After Miles died there started to be discussions about what would happen now. Would they do a funeral or just a grave side? How much are things going to cost? etc.
Well it turns out it is really expensive to die.

The family came together and offered to do different things to alleviate the costs. My brother Ryan, an expert wood worker, would make the casket

For the guest book I wanted to be able to use the pictures that the professional photographer took, but Mark and Ashley told me she said it would take a couple weeks before they were ready. I called and asked if I could get them before the funeral and she had it *done for me on Sunday.* That gave me a week. Now typically when I have a lot of things on my plate that I need to get done the words that best describe me are: stressed, frantic, moody, panicked, and rushed. But this time I did not feel that, I felt *peace*. I could sit down to read books with my kids without thinking, "I don't have time for this, I need to work." I was able to put up my Christmas decorations and take care of my kids without anxiety. The house work did go undone and I went to bed later than usual, but something had to give. But, my kids did start sleeping in to times like *9:00* So I was not a tired as I could have been. On Tuesday my visiting teachers were coming and I thought of calling them and telling them it was not a good week, but decided it would be okay. I am so glad I did. They came teaching a wonderful message and they gave me a copy of a *beautiful talk* that reinforced the feelings of peace I was already having. I believed this kept things calm in our home. Not only was I not stressed, I was confident that I could get things done, and without spending hours online looking for ideas (I do this sometimes and sometimes I find things and sometimes I don't. Either way it is hours wasted when I am capable of doing it on my own). *I finished it on Wednesday* which is fast for me. Then I had the rest of the week to do the centerpieces and programs. Since then I have been working very hard to get everything made for Christmas and I am very glad to say I am almost done. I am so grateful for all the tiny miracles that have happened to help me a long.
The funeral was beautiful. You might not think there would be much to say about someone that only live 2 days, but there was and it was all very sweet. Can you tell I had been crying?

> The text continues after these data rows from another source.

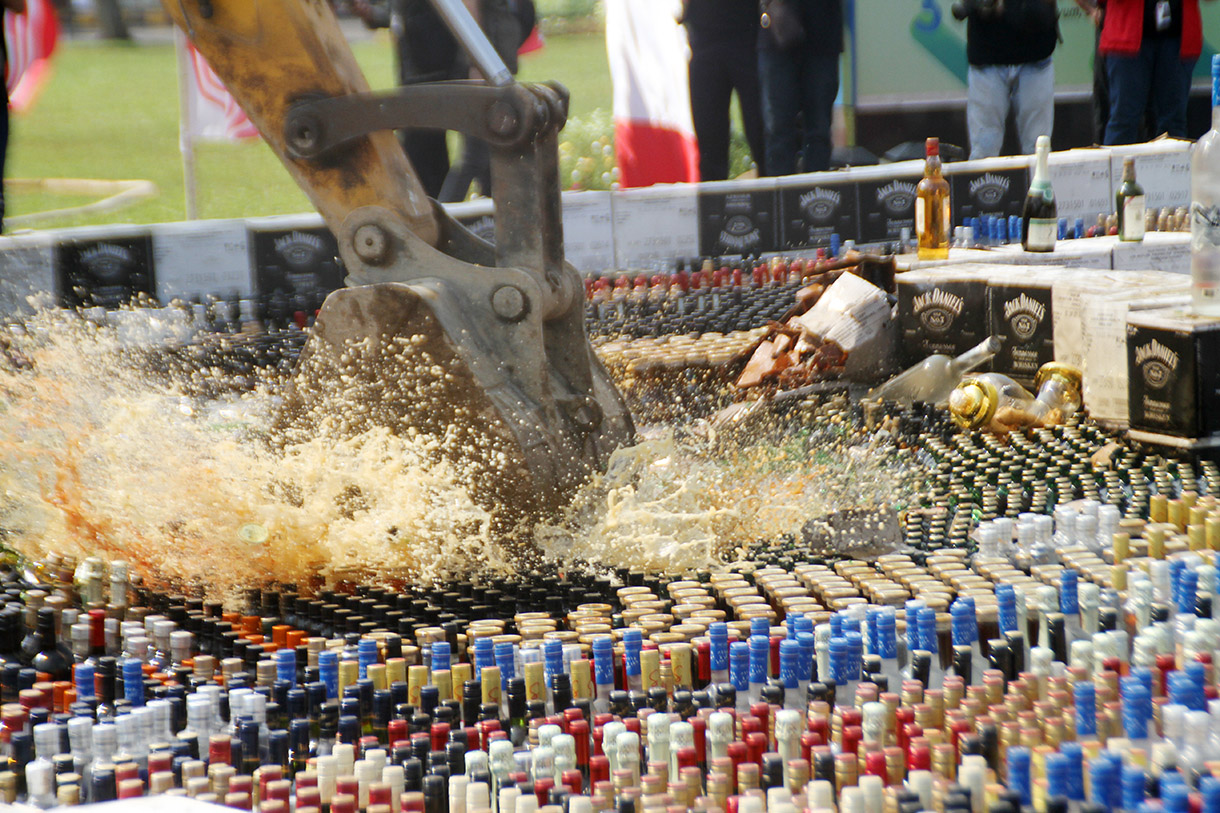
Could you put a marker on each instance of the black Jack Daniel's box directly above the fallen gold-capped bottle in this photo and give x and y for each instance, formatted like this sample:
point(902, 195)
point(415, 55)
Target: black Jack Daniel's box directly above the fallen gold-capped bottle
point(1021, 316)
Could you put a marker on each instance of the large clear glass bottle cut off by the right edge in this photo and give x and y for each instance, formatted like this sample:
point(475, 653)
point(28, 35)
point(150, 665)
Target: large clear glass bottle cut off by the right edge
point(1206, 211)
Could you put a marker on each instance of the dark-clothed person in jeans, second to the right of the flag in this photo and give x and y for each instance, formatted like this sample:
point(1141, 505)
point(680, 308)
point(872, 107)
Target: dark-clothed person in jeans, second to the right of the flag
point(800, 48)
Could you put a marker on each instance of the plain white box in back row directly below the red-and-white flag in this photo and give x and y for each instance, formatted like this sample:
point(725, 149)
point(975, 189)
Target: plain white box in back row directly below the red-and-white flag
point(656, 224)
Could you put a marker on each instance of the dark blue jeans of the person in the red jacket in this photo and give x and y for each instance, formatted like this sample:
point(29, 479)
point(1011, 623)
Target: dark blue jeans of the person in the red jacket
point(1156, 78)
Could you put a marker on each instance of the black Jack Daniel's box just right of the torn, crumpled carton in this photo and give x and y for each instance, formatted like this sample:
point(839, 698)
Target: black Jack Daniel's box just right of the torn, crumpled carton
point(942, 311)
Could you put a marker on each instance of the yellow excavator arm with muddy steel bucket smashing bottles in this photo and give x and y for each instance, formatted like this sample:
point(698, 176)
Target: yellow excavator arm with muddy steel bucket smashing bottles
point(479, 350)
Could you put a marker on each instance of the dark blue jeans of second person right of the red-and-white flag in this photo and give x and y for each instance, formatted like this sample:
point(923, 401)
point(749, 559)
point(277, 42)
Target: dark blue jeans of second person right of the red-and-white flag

but my kids can *ALWAYS make me smile*.
The only thing I would have changed is I wish I had gotten to say hi to more people. I saw them and was so glad they were there and I wanted to say, "hi" but I didn't. I am glad for all the people who have been supporting my brother and sis-in-law through this.

Miles funeral was on Saturday, but he was buried on Monday (did you know the charge a lot of overtime to bury in Saturday?).
It was very cold outside, and we kept it very short. And I don't know about everyone else, but it felt good to have all the formalities over with. It feels good to let him "rest". I will never forget this little boy. He has a strong spirit and I feel blessed to have felt it.